Two days ago I joined a group on goodreads called Beta Readers thinking it would be interesting to help authors with their work. I still think it is. But it will be hard to find the right combination between author and reader in this group. There are just too many posts, too many offers, too many requests to check them all. Still, there were two answers to my post:
One author just wanted more reviews (no beta reading) but the second send me a story.
I had some free time today and decided to dedicate my morning to this short story, just 39 pages.

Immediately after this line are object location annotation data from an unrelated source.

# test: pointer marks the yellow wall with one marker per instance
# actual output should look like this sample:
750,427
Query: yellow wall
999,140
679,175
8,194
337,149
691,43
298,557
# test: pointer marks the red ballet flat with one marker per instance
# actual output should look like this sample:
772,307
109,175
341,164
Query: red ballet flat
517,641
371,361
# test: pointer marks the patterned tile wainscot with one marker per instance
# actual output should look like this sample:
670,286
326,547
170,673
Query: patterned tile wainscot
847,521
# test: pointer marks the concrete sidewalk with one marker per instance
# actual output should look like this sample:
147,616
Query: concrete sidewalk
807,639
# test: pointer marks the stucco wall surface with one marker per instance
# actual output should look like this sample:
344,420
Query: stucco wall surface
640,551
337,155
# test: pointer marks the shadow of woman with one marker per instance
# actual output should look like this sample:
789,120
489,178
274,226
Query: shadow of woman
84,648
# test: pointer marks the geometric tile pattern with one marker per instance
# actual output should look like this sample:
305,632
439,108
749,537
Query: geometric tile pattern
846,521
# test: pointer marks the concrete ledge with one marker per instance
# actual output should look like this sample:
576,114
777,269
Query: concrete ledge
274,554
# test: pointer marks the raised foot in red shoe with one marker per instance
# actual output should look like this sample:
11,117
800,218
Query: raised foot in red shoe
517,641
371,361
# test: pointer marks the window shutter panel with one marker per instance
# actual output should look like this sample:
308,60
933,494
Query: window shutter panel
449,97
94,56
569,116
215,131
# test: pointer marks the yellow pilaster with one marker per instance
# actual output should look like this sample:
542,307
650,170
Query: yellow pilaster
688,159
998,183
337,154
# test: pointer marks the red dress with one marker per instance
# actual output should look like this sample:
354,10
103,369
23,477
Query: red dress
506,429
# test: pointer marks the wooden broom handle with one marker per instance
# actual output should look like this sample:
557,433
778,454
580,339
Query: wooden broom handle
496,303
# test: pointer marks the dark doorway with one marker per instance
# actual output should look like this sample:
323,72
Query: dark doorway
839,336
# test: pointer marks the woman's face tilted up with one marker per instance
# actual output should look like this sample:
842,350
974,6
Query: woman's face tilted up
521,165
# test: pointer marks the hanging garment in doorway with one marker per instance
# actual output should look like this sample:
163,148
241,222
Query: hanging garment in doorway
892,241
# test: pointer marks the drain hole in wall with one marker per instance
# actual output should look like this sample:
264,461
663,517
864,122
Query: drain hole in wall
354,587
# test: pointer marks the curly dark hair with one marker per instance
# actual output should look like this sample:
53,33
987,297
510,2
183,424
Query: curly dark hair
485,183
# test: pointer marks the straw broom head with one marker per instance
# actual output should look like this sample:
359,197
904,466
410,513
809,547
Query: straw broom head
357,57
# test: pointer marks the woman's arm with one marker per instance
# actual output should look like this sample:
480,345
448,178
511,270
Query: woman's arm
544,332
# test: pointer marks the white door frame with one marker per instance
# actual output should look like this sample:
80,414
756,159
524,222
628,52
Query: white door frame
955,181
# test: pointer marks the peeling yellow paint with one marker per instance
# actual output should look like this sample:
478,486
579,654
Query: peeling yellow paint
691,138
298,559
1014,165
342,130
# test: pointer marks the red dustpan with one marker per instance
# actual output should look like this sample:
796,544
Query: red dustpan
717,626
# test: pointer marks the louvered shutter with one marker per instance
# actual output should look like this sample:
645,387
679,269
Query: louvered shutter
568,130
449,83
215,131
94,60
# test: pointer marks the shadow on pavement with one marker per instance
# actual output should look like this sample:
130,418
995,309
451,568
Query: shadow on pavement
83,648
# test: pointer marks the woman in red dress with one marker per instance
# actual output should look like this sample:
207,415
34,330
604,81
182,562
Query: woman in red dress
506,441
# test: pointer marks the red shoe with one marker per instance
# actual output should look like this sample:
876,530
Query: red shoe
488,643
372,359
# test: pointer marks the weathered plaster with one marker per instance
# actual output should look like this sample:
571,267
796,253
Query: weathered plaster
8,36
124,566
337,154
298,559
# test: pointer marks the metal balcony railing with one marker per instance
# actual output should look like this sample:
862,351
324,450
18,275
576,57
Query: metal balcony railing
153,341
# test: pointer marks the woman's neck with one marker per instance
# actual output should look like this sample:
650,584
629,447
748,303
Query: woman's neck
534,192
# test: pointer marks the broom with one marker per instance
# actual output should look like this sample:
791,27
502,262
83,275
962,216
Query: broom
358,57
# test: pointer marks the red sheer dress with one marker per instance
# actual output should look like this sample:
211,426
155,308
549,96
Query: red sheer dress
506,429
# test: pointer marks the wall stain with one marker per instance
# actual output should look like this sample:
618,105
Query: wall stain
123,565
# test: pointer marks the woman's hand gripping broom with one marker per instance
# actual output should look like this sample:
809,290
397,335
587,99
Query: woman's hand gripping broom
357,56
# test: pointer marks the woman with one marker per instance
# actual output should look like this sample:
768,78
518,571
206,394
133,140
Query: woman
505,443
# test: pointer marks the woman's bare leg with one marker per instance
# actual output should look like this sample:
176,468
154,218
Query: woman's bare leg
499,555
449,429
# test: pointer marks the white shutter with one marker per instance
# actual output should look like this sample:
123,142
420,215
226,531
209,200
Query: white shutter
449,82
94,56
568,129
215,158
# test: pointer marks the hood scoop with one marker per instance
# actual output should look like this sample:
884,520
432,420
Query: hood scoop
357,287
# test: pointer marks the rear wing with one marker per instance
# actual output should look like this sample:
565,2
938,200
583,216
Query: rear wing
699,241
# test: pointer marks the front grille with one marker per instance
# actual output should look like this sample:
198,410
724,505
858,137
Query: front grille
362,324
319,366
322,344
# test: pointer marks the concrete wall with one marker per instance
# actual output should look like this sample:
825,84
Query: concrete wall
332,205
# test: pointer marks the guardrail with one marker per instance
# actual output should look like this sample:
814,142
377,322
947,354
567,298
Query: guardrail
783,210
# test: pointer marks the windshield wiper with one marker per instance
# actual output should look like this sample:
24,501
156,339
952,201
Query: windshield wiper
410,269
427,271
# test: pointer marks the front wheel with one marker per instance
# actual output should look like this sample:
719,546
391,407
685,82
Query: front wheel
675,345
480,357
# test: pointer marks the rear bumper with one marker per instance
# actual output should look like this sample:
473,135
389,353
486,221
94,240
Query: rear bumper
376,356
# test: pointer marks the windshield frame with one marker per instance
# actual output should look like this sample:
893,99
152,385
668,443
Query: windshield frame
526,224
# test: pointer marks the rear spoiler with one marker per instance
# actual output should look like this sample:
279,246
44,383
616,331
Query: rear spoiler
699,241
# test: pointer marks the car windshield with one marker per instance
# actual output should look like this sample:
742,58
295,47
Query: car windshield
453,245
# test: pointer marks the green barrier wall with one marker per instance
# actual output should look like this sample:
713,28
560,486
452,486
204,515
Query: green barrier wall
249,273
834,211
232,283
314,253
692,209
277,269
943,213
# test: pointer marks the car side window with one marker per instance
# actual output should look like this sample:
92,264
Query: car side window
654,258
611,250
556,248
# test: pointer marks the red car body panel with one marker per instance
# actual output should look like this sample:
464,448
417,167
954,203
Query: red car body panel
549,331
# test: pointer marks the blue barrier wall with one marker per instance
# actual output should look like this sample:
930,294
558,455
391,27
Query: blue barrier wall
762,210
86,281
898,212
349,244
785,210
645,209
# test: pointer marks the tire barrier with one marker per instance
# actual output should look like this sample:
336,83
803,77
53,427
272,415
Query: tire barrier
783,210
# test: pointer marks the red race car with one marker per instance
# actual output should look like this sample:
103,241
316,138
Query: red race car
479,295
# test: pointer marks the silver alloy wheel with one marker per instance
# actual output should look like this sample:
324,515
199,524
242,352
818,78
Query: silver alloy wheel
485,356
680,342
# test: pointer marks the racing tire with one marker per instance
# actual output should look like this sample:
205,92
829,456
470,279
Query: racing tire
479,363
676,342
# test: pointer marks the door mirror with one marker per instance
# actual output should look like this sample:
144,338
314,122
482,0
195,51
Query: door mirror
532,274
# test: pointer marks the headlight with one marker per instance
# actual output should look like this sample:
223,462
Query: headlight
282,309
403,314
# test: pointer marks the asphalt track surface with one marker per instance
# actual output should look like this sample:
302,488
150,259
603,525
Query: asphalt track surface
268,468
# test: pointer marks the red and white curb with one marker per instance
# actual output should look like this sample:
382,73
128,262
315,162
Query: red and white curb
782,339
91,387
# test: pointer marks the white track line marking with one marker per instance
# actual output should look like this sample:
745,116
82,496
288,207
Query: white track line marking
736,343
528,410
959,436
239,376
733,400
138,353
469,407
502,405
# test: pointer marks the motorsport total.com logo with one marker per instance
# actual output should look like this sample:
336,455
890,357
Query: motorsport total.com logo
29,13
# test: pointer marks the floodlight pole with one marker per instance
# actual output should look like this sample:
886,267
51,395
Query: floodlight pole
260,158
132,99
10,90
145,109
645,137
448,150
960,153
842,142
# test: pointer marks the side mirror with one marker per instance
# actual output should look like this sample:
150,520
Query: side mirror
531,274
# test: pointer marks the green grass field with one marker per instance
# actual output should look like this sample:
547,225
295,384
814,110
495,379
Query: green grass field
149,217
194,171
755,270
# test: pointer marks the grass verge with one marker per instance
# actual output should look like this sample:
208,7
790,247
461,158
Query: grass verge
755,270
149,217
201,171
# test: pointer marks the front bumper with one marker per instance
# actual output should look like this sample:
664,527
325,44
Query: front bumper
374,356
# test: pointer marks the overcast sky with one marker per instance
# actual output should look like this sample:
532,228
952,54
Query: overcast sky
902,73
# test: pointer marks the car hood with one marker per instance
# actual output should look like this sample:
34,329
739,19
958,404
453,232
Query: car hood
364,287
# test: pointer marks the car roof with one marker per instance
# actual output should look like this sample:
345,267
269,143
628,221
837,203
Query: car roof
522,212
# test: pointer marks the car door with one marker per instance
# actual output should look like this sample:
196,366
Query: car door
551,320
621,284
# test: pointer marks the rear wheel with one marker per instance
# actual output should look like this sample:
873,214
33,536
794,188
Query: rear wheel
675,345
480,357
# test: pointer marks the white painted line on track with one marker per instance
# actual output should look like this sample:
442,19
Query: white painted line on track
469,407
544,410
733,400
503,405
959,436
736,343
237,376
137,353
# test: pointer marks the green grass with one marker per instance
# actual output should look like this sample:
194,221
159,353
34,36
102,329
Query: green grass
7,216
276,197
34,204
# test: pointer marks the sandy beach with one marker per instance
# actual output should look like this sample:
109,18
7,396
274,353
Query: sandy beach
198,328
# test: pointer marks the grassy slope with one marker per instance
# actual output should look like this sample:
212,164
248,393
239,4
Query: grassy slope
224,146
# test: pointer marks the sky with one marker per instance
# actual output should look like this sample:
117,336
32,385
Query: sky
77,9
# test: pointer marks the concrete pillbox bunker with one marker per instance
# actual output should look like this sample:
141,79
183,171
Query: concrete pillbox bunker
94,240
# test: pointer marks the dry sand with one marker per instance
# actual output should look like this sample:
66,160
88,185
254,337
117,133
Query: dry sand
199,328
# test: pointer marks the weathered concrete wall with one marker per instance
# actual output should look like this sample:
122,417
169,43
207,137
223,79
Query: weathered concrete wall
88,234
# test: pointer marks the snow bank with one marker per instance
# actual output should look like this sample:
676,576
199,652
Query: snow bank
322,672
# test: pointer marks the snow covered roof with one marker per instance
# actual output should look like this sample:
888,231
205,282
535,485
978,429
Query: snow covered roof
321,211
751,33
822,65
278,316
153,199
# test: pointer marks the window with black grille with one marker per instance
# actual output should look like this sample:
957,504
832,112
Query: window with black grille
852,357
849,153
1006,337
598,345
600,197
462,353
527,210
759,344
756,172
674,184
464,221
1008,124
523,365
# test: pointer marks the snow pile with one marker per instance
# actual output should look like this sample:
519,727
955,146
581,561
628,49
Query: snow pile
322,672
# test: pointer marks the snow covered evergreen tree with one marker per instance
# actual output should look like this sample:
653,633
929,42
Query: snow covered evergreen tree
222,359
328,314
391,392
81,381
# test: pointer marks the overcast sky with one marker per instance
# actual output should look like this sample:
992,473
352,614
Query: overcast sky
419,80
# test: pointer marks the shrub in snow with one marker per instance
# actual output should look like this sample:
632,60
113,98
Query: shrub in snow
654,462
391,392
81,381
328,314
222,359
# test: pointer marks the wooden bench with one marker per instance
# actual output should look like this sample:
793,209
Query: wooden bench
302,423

I felt like a highschool teacher correcting some homework. This wasn't reading and commenting the storyline, the characters or some illogical flaw. Practically there was no style to comment.
Alternately she startet her paragraphs with "That was when" and "And then", she put her commas at random (unfortunately I don't really know the English rules of punctuation, so I couldn't help there). the vocabulary poorer than mine. The story wasn't anything new or surprising.
All my red corrections, my blue suggestions and my green comments won't be able to save this piece of literature. "That was when" I really felt sorry: How could I sent this back with all those colorful notes without hurting her deeply? I don't want to hurt anybody. I'm always striving for harmony and I only wanted to help.
Walking on eggshells I wrote a long compassionate email and sent the text back. I don't expect to hear from her.
Does that mean I won't do any more beta reading? Definitely not. But perhaps I should stick to authors I've read.
Did I not just post a comment here?
ReplyDeleteThere's that one, where's the other?
ReplyDeleteMeh. Technology makes life so much easier when it works.
Yah, so I agreed to beta for this guy, and I was really enjoying the story. Things were just heating up when I ran into his blurb at the end "I hope you enjoyed it, but unfortunately I'm not finished with it yet... this is all I have so far."